Nous avons entamé des discussions, évoqué des controverses, soulevé des polémiques, au point que certains avocats ont saisi la justice, pour revendiquer l'interdit (affaire Nessma suite à la projection du film Persepolis) et ceci avant de déterminer ce qui est permis, admis et accepté socialement.
Pourtant, sur tous les plateaux télé, et dans les médias, deux termes n'ont pas cessé de faire l'objet de toutes les discussions, qui sont : libertés individuelles et publiques, sauf qu'ils ont été vidés de leurs sens idéologiques, sociologiques, philosophiques, et même juridiques, au cours de cette phase de reconstruction.

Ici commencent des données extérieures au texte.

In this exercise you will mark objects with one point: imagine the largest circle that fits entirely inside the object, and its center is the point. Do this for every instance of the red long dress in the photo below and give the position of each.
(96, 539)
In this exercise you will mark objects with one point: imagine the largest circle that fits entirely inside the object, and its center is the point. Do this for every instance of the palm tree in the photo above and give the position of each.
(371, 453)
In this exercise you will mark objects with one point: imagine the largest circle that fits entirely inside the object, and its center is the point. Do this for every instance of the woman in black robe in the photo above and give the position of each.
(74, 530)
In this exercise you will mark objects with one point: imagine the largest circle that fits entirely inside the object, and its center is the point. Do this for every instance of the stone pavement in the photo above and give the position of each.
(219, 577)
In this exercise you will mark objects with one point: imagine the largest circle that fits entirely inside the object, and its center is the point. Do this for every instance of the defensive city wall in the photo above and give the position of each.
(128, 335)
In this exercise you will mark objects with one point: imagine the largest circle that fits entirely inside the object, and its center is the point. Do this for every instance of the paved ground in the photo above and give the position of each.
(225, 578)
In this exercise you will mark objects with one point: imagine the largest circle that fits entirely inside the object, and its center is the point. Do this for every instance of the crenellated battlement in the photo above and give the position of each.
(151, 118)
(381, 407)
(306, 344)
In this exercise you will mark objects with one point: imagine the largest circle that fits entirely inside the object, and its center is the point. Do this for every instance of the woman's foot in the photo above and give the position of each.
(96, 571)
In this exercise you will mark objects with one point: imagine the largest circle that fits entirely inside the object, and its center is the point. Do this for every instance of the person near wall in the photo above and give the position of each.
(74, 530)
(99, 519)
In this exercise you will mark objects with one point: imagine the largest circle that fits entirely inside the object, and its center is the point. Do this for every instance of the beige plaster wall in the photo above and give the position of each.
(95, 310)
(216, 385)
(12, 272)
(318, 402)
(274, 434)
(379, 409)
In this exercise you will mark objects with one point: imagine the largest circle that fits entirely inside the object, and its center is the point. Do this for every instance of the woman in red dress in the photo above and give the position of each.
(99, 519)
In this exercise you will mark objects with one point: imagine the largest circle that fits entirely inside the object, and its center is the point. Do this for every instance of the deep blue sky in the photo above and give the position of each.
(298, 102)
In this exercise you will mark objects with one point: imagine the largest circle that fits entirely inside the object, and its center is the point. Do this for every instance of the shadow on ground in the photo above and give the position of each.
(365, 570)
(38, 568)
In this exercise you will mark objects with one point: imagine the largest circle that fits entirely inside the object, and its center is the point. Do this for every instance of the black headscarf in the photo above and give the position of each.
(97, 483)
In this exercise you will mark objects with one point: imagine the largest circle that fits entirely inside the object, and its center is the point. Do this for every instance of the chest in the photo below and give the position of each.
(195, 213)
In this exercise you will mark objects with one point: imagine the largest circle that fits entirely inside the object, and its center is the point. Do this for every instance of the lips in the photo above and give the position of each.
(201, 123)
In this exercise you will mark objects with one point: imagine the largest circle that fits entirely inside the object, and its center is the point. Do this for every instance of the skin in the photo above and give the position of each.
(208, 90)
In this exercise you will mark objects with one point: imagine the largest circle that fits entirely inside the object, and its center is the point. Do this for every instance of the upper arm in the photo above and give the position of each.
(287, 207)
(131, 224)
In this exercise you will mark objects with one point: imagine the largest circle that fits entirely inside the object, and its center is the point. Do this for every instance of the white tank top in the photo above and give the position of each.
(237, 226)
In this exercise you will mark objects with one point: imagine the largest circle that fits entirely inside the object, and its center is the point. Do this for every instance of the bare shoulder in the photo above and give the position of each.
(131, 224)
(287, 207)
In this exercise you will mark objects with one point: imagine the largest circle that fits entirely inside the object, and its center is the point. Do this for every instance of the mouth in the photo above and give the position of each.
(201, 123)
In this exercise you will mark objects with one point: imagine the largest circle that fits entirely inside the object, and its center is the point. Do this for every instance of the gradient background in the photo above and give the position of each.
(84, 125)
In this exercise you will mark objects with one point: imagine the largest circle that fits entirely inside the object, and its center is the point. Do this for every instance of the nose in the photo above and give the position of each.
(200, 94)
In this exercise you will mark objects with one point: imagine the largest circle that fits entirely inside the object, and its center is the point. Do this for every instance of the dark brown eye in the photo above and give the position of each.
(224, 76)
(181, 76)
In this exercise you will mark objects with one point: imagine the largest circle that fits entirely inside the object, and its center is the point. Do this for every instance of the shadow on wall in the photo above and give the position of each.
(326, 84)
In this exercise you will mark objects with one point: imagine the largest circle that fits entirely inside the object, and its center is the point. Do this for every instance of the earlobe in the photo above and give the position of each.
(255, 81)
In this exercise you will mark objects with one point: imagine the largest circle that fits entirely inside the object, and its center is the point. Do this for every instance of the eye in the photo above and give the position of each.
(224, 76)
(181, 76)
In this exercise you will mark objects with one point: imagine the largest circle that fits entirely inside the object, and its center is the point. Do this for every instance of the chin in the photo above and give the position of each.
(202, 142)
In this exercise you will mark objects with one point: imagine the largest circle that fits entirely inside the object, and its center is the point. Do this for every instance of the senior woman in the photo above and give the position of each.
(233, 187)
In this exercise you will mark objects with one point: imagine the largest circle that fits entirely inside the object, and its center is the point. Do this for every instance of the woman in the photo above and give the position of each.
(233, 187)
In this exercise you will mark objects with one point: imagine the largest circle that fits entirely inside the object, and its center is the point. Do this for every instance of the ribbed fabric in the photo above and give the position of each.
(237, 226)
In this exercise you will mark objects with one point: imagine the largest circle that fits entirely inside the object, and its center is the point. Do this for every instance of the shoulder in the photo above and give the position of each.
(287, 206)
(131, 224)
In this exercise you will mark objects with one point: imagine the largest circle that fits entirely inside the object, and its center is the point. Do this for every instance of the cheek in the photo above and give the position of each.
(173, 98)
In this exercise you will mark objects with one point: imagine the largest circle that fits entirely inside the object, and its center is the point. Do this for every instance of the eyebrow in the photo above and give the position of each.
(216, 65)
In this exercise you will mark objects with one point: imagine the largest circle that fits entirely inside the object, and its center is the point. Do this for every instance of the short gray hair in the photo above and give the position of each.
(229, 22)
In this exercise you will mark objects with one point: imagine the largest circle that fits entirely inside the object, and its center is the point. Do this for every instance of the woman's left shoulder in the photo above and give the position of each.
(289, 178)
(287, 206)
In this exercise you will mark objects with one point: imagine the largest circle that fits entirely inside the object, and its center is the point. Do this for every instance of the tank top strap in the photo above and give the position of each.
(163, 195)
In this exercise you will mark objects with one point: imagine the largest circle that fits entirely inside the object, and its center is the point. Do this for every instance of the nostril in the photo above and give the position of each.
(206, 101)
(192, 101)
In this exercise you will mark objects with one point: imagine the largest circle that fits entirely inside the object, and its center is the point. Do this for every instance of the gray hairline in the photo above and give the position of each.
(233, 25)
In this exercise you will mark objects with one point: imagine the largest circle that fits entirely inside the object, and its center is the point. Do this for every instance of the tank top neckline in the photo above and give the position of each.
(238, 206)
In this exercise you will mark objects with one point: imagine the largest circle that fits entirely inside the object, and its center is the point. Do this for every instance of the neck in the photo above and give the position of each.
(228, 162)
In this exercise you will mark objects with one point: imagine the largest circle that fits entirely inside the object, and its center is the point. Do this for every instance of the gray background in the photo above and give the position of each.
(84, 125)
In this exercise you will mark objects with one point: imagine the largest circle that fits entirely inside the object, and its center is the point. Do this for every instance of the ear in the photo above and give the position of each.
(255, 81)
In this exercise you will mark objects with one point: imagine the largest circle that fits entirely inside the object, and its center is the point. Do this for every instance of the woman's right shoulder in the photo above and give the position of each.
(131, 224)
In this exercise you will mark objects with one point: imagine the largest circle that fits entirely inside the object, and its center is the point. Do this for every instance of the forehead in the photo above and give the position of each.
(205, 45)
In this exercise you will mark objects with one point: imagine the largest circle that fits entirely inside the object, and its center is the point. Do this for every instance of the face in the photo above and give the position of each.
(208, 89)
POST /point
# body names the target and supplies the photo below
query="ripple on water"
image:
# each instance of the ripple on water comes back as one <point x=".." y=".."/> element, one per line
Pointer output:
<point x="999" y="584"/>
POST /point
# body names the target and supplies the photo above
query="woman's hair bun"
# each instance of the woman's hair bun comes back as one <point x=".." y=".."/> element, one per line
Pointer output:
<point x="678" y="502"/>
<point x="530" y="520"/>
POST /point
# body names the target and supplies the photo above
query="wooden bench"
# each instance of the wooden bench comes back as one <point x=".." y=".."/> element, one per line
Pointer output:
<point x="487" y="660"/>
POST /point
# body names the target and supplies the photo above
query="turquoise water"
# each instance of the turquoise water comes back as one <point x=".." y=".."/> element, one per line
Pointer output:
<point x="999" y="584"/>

Force est de constater à quel point la liberté nous fait peur, car depuis longtemps, dans nos rues, comme dans nos quartiers, au sein de nos familles, cette notion ne semble pas intégrer notre échelle des valeurs, et acquiert souvent une connotation péjorative, puisqu'elle renvoie à un comportement marginal, immoral, irresponsable, en menaçant l'autorité et l'ordre établi.
Trés tôt, dans nos écoles et institutions, on marginalise souvent toute aptitude à la créativité et à l'originalité, lorsqu'elle émane d'un élève, étudiant, artiste, artisan, chercheur, intellectuel ou de tout autre acteur osant réfléchir en dehors du cadre socio-politique permis, pour remettre en question les interêts de la classe dominante, en l'occurence le pouvoir, afin de proposer une autre manière de réfléchir, en adoptant d'autres modalités d'être et d'agir.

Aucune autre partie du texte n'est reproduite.